Wir konnten uns nicht ganz so viel Zeit lassen, denn Kalle begann irgendwann zu quengeln. Er war sicher schon erschöpft vom Tag und wollte nach Hause ins Bett. Also aßen wir auf und machten uns dann auf den Weg nach Hause. Kalle wurde in den Kinderwagen gelegt, den Lasse stolz vor sich herschob. Mathias verschränkte unsere Finger miteinander und wir gingen den ganzen Weg zu Lasses Wohnung Hand in Hand neben ihnen her. Es fühlte sich schön an. Unbeschwert. Leicht. So, wie es sein sollte. Ich verabschiedete mich von Nanna mit einer langen Umarmung.
„Es war sehr schön dich zu treffen!", sagte sie.
„Ja fand ich auch!", lächelte ich, als wir uns lösten.
„Wirst du mit Bus nach Stuttgart fahren?"
„Oh nein, diesmal nicht. Das ist zu weit. Ich bleibe in Berlin und arbeite den Tag über noch", antwortete ich.
„Wenn du willst, du kannst kommen hier her und wir gucken Spiel zusammen!"
„Gerne!", lächelte ich. Wie lieb von ihr! Sie kannte mich kaum und lud mich schon jetzt ein. Lasse hatte wirklich Geschmack und die Richtige ausgesucht. Vielleicht könnte sie meine erste Freundin hier in Berlin werden.
„Oh nein Mathias, die bilden eine Allianz gegen uns!", stöhnte Lasse.
„Und dann samstags, sie fragen, warum wir haben Pass nicht so gespielt oder Gegenstoß gegen Latte geworfen...", zählte Mathias auf.

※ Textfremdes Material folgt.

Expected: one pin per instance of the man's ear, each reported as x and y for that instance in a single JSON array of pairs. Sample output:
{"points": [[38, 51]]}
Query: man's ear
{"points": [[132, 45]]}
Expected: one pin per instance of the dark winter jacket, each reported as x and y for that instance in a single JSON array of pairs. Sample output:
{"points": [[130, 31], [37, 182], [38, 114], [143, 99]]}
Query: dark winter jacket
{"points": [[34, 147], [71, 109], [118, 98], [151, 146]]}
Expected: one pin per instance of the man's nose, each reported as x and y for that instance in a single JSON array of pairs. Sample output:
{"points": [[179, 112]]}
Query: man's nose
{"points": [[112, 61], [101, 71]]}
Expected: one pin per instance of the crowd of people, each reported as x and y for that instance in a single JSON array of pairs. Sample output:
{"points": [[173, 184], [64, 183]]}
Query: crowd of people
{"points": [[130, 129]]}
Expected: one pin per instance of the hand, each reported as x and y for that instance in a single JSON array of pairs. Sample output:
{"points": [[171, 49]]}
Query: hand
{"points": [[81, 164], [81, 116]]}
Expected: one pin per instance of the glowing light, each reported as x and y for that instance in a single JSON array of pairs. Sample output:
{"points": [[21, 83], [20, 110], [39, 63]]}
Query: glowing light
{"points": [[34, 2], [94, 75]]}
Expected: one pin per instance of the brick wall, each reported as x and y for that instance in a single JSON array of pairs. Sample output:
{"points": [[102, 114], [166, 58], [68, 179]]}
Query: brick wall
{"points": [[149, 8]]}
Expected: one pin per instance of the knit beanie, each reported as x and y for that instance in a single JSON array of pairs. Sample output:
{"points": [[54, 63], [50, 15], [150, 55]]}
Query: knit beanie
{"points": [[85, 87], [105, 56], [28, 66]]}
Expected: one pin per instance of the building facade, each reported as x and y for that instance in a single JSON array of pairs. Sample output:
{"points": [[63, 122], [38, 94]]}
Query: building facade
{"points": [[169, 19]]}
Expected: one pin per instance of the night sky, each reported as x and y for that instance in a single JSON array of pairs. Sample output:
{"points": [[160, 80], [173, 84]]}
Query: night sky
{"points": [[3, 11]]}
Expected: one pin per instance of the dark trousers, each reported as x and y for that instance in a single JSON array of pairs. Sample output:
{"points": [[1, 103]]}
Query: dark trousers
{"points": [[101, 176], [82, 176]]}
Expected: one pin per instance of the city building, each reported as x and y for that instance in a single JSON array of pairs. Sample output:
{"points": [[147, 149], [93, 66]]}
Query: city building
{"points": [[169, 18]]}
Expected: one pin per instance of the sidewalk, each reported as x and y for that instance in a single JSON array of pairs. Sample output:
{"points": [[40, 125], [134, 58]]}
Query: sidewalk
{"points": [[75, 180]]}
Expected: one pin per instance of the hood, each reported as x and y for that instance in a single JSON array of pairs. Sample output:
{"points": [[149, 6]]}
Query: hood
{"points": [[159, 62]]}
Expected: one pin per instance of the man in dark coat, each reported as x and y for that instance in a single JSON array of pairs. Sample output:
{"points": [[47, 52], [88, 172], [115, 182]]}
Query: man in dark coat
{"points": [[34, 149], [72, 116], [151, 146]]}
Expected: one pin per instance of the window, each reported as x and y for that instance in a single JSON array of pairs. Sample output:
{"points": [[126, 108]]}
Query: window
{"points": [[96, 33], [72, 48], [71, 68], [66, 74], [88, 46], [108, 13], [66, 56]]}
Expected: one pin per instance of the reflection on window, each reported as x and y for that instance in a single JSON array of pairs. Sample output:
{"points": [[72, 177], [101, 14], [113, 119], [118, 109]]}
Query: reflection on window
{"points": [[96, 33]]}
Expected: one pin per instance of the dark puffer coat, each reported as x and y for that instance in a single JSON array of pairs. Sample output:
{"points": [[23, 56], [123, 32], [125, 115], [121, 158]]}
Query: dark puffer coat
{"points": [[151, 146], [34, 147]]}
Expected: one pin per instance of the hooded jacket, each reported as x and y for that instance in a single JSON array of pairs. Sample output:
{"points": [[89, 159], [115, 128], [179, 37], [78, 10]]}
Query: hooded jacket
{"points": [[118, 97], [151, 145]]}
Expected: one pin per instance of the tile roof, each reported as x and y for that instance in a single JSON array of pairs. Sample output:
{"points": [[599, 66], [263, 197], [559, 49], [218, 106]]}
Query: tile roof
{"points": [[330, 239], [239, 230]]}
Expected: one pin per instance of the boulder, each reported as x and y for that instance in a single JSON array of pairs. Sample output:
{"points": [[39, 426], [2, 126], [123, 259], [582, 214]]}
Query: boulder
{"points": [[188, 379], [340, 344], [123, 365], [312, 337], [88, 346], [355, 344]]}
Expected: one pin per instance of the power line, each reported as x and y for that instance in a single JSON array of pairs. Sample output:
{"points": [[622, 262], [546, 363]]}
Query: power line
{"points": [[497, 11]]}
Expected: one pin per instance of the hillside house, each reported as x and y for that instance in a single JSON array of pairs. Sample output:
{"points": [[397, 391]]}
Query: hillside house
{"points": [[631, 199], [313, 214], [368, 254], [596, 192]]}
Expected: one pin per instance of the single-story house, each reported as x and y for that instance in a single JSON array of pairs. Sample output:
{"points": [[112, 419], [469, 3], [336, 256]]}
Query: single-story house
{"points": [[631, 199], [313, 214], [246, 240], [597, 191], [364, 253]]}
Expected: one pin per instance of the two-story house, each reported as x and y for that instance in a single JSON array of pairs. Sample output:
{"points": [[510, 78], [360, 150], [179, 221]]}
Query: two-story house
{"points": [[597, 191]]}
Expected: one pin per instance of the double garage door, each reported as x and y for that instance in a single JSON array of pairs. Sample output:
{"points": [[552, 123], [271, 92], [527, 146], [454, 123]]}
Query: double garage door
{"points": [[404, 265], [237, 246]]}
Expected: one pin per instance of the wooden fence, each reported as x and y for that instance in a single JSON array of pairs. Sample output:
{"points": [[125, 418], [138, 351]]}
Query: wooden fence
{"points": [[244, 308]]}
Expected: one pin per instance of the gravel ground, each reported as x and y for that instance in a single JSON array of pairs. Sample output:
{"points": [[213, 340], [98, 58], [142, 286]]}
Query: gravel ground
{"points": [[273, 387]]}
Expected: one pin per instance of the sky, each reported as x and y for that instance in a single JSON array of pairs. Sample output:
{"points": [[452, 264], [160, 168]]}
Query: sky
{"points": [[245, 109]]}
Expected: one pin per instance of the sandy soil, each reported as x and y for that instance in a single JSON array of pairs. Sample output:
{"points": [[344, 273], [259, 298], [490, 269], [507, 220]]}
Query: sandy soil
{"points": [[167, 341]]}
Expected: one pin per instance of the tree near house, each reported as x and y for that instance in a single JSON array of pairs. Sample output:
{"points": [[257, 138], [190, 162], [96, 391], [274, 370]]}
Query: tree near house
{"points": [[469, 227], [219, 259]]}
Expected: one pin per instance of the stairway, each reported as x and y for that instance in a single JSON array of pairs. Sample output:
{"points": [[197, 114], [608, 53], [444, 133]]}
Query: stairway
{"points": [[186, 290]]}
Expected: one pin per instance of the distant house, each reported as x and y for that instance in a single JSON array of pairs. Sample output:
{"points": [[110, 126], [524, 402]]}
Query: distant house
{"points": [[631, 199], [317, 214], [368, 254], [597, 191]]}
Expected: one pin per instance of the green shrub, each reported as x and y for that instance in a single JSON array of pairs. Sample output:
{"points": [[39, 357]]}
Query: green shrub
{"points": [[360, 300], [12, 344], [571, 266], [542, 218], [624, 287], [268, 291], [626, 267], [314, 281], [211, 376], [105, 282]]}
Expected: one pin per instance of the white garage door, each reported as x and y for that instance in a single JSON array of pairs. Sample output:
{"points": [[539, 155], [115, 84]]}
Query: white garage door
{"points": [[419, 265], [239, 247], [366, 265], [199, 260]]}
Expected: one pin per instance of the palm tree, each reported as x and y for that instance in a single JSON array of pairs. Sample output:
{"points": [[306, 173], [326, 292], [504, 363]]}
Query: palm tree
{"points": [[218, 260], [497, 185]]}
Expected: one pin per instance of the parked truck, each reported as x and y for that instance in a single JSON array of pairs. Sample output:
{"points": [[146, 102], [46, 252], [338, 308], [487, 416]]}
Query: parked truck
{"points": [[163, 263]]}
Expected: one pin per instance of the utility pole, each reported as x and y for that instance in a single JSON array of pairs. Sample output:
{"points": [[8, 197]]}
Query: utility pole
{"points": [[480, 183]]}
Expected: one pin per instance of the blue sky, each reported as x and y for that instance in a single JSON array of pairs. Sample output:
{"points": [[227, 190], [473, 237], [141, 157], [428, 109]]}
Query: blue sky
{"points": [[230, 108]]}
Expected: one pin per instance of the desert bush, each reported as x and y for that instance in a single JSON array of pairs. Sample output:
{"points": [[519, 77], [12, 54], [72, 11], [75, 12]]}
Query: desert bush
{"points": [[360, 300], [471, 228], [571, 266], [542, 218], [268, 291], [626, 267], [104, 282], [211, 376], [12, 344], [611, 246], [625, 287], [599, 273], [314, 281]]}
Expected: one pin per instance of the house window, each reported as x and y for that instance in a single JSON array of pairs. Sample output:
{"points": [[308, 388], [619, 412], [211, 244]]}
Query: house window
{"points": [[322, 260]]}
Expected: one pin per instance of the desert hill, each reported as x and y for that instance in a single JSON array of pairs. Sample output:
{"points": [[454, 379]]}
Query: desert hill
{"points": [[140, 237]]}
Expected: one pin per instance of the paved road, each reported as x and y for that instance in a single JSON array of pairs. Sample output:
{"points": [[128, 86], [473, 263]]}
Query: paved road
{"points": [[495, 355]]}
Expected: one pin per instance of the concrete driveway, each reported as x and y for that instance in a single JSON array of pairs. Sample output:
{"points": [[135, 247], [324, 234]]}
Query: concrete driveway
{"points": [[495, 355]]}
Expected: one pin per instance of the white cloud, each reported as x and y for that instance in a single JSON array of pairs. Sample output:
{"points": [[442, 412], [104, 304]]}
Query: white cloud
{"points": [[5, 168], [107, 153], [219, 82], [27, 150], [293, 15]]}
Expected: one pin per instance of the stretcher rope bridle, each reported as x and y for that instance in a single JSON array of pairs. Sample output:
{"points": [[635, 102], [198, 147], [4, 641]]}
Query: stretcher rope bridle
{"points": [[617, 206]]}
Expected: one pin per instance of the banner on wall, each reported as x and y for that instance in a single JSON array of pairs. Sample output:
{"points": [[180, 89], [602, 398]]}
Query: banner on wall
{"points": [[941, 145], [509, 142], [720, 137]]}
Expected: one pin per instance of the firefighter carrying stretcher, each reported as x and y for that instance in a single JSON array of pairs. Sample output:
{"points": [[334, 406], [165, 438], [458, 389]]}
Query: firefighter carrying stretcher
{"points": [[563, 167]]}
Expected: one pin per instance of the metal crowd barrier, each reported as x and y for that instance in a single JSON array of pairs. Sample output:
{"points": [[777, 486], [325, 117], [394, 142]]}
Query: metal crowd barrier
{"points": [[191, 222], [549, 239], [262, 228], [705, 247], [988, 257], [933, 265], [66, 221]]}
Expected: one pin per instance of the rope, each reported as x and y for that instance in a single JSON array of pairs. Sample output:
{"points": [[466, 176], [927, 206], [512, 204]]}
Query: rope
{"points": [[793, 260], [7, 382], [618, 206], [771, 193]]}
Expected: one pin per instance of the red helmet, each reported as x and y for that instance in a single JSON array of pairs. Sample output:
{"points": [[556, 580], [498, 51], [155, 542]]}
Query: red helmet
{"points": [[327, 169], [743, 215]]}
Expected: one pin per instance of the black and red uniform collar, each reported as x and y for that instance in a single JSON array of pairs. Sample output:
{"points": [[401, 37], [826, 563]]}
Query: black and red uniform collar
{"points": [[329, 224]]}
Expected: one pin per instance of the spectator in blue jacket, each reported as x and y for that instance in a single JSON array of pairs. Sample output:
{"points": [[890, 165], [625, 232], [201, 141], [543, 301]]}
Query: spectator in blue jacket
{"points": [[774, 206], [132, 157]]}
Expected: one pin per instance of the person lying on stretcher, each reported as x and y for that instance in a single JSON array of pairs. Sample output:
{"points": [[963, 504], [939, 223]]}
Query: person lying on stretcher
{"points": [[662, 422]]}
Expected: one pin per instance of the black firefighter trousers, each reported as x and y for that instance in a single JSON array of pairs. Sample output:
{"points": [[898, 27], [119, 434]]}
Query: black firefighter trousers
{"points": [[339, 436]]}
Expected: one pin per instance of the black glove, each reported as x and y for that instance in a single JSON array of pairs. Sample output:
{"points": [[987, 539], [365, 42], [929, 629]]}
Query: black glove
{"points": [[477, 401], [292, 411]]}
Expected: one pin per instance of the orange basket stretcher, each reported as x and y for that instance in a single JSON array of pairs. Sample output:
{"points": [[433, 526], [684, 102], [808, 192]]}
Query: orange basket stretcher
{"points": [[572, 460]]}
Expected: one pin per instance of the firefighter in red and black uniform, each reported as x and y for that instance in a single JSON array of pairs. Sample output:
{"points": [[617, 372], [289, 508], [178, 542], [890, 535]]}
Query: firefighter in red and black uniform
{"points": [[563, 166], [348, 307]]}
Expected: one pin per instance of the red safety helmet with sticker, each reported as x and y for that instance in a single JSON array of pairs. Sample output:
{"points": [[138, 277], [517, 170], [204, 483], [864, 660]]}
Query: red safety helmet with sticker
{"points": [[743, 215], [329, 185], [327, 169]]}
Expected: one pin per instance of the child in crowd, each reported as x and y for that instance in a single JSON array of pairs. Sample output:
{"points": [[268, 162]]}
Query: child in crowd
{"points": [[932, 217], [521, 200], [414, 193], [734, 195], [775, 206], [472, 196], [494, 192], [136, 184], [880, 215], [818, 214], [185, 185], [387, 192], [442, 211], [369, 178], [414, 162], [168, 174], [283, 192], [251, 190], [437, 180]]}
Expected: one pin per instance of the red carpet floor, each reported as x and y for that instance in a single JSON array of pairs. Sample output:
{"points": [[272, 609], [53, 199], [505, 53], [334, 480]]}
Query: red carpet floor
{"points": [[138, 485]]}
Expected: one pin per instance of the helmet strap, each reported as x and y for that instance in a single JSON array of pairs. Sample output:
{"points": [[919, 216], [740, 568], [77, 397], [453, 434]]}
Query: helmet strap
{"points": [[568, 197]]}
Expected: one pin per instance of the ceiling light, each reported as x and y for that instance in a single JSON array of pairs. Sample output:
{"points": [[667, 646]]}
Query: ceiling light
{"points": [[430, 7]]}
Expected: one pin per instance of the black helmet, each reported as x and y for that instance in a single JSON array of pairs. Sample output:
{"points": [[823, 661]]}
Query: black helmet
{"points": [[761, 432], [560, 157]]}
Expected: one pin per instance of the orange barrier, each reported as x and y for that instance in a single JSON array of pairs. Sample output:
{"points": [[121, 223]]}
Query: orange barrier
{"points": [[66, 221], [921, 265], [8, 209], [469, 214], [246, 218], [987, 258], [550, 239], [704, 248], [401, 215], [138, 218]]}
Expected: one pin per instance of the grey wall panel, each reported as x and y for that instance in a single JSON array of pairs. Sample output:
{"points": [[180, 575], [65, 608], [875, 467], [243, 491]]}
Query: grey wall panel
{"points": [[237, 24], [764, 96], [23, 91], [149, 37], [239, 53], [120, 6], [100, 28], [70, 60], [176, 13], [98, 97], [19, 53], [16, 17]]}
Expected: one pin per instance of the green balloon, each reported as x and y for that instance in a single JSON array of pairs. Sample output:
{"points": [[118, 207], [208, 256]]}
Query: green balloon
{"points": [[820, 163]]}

„Ihr seid blöd!", lachte Nanna, „Gute Nacht! Habt noch ein schöne Abend!" Wank sie und verschwand dann in der Tür.
„Ihr auch!", sagte ich. Als die Tür geschlossen wurde, lächelte ich Mathias erleichtert an.
„Die ist so nett!", sagte ich begeistert.
„Ja, Nanna ist toll!", stimmte er zu, „aber Lasse musste auch sehr kämpfen um sie."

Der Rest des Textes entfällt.